I hadn't heard of "dwarf "saulosi. My pseudotropheus saulosi are 4-5", not counting the tail. Like most true psuedotropeus, they stay smaller than the Maylandia/Metriaclima, but they are aggressive and you will eventually want a 4' long tank for a harem (1 male + as many females as you can find). Mine are in a 70. They need hard alkaline water and should have plenty of hiding places. IME they are bigger and less shy than P. demasoni And less aggressive and smaller than the more common M. lombardoi (Kenyi). A good "starter" mbuna, but still a mbuna with space needs. I wouldn't put them in 'dwarf cichlids'.
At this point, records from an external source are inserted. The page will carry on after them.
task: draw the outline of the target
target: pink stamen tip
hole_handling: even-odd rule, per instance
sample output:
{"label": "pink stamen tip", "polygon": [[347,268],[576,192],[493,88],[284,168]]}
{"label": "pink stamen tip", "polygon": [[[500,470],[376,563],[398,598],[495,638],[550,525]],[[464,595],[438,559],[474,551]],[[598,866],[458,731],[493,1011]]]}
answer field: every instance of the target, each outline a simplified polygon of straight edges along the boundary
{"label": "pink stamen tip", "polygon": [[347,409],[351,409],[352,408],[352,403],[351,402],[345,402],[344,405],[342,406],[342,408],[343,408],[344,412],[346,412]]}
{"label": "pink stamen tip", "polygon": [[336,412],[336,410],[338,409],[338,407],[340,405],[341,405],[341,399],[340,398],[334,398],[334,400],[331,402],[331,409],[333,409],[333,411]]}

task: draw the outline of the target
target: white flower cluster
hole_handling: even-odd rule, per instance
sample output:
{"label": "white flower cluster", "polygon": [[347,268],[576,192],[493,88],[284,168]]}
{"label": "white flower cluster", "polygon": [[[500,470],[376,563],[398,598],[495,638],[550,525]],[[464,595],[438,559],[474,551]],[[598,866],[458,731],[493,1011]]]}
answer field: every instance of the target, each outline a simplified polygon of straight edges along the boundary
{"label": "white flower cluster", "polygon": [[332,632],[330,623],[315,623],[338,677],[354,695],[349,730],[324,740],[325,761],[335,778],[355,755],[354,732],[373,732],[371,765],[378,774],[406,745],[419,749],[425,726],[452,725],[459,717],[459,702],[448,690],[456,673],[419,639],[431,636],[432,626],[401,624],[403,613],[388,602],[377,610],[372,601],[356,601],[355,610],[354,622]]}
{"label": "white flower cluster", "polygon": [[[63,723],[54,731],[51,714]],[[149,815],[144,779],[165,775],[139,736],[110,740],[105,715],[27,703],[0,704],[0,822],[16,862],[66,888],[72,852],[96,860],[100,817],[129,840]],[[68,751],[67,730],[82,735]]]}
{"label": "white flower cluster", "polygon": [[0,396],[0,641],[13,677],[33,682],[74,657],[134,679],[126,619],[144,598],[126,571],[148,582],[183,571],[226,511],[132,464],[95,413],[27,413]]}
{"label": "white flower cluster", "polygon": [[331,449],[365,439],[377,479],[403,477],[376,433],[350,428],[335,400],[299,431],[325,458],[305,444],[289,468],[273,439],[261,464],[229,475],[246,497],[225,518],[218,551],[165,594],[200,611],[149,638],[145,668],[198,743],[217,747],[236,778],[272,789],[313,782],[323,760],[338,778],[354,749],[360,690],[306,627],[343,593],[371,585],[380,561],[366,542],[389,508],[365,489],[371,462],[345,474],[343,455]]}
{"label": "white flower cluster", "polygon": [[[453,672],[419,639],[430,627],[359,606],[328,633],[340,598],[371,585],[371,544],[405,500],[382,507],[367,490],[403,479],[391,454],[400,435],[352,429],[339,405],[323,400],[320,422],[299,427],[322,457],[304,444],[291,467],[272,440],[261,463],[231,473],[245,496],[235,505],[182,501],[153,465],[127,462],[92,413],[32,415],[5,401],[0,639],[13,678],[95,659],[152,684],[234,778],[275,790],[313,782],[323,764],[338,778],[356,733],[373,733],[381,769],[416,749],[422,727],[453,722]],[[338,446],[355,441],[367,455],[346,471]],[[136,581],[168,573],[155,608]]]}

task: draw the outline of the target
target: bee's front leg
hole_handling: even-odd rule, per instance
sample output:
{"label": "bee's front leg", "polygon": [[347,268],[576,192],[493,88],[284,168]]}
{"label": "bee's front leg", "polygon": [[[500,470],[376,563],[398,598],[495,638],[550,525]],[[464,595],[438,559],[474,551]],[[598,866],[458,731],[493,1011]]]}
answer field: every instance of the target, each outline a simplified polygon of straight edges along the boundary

The natural habitat is rocks, but they don't mind java fern, but they will clip it if gets in their way. Because you can tie it something, it's less likely to end up floating than plants buried in the substrate which will be dug up.


----------



## ZebraDanio12 (Jun 17, 2011)

Well I went to m lfs today and decided on rams. Dunno out of all the many kinds they have which i will pick. But the lady said yes, they are sensitive, but my water (after describing it to her) is perect for them. Of course ill bring in a sample before just to make sure. So im getting a pair of them and a school or pearl danios which i was VERY surprised they had so many of. Im getting the pearls this Saturday and taking the guppies back. The rams ill pick after the pearls are settled in...

i also got lots of plants for the tank today too.


----------



## Fishpunk (Apr 18, 2011)

iheartfish:) said:


> Yeah, shells are kind of a must have, but you can make a "PVC shell" (they probably would look even worse, though....) by screwing an end cap onto a PVC elbow. I think that on the contrary, shells would look great in a planted tank, but you aren't me  And anyway, they would probably uproot your plants while digging...


This is exactly how I make breeding caves for my desert gobies, except I use a straight segment instead of an elbow.


----------



## ZebraDanio12 (Jun 17, 2011)

Fishpunk said:


> This is exactly how I make breeding caves for my desert gobies, except I use a straight segment instead of an elbow.


Kind of a cool way to do it  Going for the plantd look though. In the future id like to do something different like that.


----------



## Fishpunk (Apr 18, 2011)

The first time my gobies spawned, they used a cave formed by some rocks, ignoring the pvc altogether. Fortunately, I happened to silicone the rocks together so I was able to move the entire cave. That's the main reason for the PVC, easy to move the eggs to the hatching tank. (Males protect the eggs but eat the fry when they hatch.)


----------



## iheartfish:) (Jan 19, 2011)

Haha, MEN.


----------